[FFmpeg-devel] [PATCH] avcodec: add an AV1 parser
Mark Thompson
sw at jkqxz.net
Tue Sep 25 02:41:10 EEST 2018
On 24/09/18 01:12, James Almer wrote:
> Simple parser to set keyframes, frame type, structure, width, height, and pixel
> format, plus stream profile and level.
>
> Signed-off-by: James Almer <jamrial at gmail.com>
> ---
> Missing Changelog entry and version bump.
>
> This depends on "[PATCH v2 2/3] lavc: Add coded bitstream read/write support
> for AV1" which should be committed in the coming days.
>
> The AVCodecParser.split() implementation, added for the sake of completeness,
> is very naive and much like the h264 and hevc ones can result in useless OBUs
> being "extracted", but since it's no longer used by libavformat to fill global
> headers when reading raw containers it shouldn't really matter.
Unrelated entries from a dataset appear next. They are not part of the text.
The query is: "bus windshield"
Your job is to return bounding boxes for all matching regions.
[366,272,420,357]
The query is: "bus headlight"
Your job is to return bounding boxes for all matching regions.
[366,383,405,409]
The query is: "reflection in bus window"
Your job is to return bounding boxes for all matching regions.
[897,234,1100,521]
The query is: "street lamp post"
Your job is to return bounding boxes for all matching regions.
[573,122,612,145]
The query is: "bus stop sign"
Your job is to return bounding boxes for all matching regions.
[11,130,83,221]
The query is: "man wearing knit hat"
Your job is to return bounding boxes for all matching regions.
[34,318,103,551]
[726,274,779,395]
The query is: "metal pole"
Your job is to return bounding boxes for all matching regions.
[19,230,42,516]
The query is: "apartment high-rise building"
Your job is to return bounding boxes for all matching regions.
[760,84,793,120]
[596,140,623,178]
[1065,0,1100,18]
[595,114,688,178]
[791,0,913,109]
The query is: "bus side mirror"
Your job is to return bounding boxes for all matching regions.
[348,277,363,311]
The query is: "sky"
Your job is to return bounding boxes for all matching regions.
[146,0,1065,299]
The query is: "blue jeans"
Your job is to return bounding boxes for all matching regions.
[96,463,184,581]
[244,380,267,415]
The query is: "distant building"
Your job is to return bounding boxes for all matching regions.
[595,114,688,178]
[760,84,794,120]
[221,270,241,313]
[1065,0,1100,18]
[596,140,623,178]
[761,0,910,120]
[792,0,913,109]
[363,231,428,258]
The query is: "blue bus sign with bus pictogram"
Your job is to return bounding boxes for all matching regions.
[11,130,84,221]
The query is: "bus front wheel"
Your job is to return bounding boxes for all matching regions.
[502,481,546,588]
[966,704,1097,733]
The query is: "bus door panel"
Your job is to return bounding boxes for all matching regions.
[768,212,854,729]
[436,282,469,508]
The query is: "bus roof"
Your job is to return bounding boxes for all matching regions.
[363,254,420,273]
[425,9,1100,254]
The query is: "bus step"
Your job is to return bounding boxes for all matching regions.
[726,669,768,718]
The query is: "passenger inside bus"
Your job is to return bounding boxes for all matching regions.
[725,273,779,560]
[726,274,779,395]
It's pretty
> much used only by the remove_extradata bsf at this point.
>
> configure | 1 +
> libavcodec/Makefile | 1 +
> libavcodec/av1_parser.c | 218 ++++++++++++++++++++++++++++++++++++++++
> libavcodec/parsers.c | 1 +
> 4 files changed, 221 insertions(+)
> create mode 100644 libavcodec/av1_parser.c
>
> diff --git a/configure b/configure
> index ca8b599b63..b46c86ec95 100755
> --- a/configure
> +++ b/configure
> @@ -3020,6 +3020,7 @@ wmv3_crystalhd_decoder_select="crystalhd"
>
> # parsers
> aac_parser_select="adts_header"
> +av1_parser_select="cbs_av1"
> h264_parser_select="golomb h264dsp h264parse"
> hevc_parser_select="hevcparse"
> mpegaudio_parser_select="mpegaudioheader"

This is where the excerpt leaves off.